Stern las ich nicht. Um alles in der welt! ist es Ihnen denn nicht völlig gleichgültig was dieser salonjude über Ihre mühselige arbeit sagt, die erst zur geltung kommen wird, wenn die personen einmal – freilich nicht bei Nagl-Zeidler – bearbeitet werden? Ich muss bekennen, dass mir das urteil Adolf Sterns, der doch nicht die spur eines forschers an sich hat, kaum ein mitleidiges lächeln über seine urteilslosigkeit abringen könnte, aber gewiss nicht eine krume verdruss. Recht haben Sie: bei Goedeke kommt die arbeit als Ihre arbeit nicht voll zur geltung und das ist schade; als einzelnes buch hätte Sie Ihnen mehr den voll verdienten dank eingetragen. Das ist der fluch der sammelwerke. Wer rechnet es mir an, dass ich die Goethe-ausgabe im wesentlichen eingerichtet habe? mindestens zur hälfte mit Erich Schmidt.

4.V.
Gestern musste ich einer sitzung wegen abbrechen, in der auch Cornus ernennung verlesen wurde. Nach Ihrer beurteilung freue ich mich auf den herrn; er muss hier alles neu gründen, denn sein vorgänger hat den unterricht der lehramtscandidaten ganz vernachlässigt. Meine elaborate in sachen des frauenstudiums u. des naturwissenschaftler-doctors sind Ihrem Collegium zugegangen.

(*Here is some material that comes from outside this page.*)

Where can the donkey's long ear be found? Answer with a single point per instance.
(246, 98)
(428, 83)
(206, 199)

Ich bin sehr neugierig, wie Anzengruber im seminar herauskommt; zunächst lass ich Der einsam und Stahl u. stein u. Gwissenswurm, dann Wissen macht herzweh u. Fleck auf d. ehr behandeln. Will sehen, wie viel zeit dann noch fürs 4. Gebot oder einen roman übrig bleibt.
Ihre beschreibung der Weimarer zustände entspricht leider meinen erwartungen; so kenne ich den gewalthaber. Allerdings hat mich E Schmidt beschwichtigen wollen u. vor ein paar monaten Suphan arbeitsfähiger als seit jahren genannt; aber ich fasste kein vertrauen dazu. Ich fürchte, das wird nie mehr besser. Denn leben kann S. noch lang; wer wird ihn pensionieren? u. wer soll den arg verfahrenen karren wieder herausziehen?

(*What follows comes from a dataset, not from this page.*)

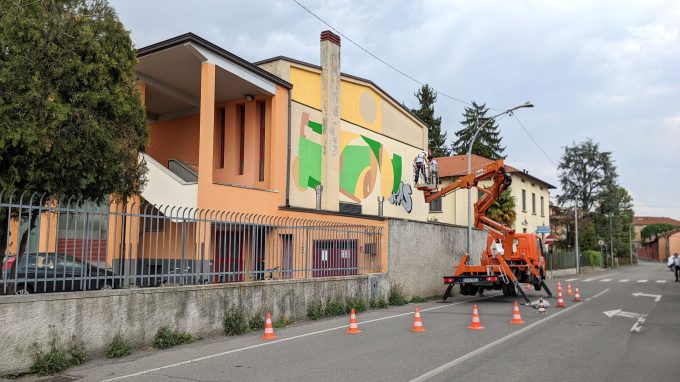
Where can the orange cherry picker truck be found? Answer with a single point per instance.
(521, 259)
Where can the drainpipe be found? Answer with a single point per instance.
(288, 155)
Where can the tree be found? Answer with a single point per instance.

Übrigens hat Suphan mir vorgespiegelt, E Schmidt sei Ihr redactor, dass ich für ihn eintrete, erfahre ich erst durch Sie. Die vorgeschichte Ihres Götzapparates kenne ich nicht, und brauche sie nicht zu kennen. Ich kann da, wo ich als ersatzmann eintrete, nicht revidieren, was früher zwischen herausgeber und redactor vereinbart worden ist. Nur wo ich von anfang an mitspiele, halt ich mich zu den spielregeln verpflichtet. Übrigens sind Sie ja eingearbeitet und befolgen die regeln selbst, ich werde also nur eine art aufsichtsmaschine oder richtiger hilfsmaschine sein und Sie nur da behelligen, wo ich etwas nicht verstehen sollte. Ich habe wirklich die überzeugung, dass wir zwei leicht zusammen arbeiten können. Leid ist mir, dass Ihnen auch an dieser aufgabe die freude genommen ist, dass Sie durch die centralleitung verhindert wurden, das material vollständig als Ihnen möglich wäre zu sammeln und so erschöpfend durchzuarbeiten als Sie vermocht hätten. Ich bin aber sicher, dass Sie alles getan haben, was Sie unter den erschwerenden umständen (und eigentlich sollte die centralleitung alles erleichtern!) tun konnten; u. damit müssen Sie sich eben trösten.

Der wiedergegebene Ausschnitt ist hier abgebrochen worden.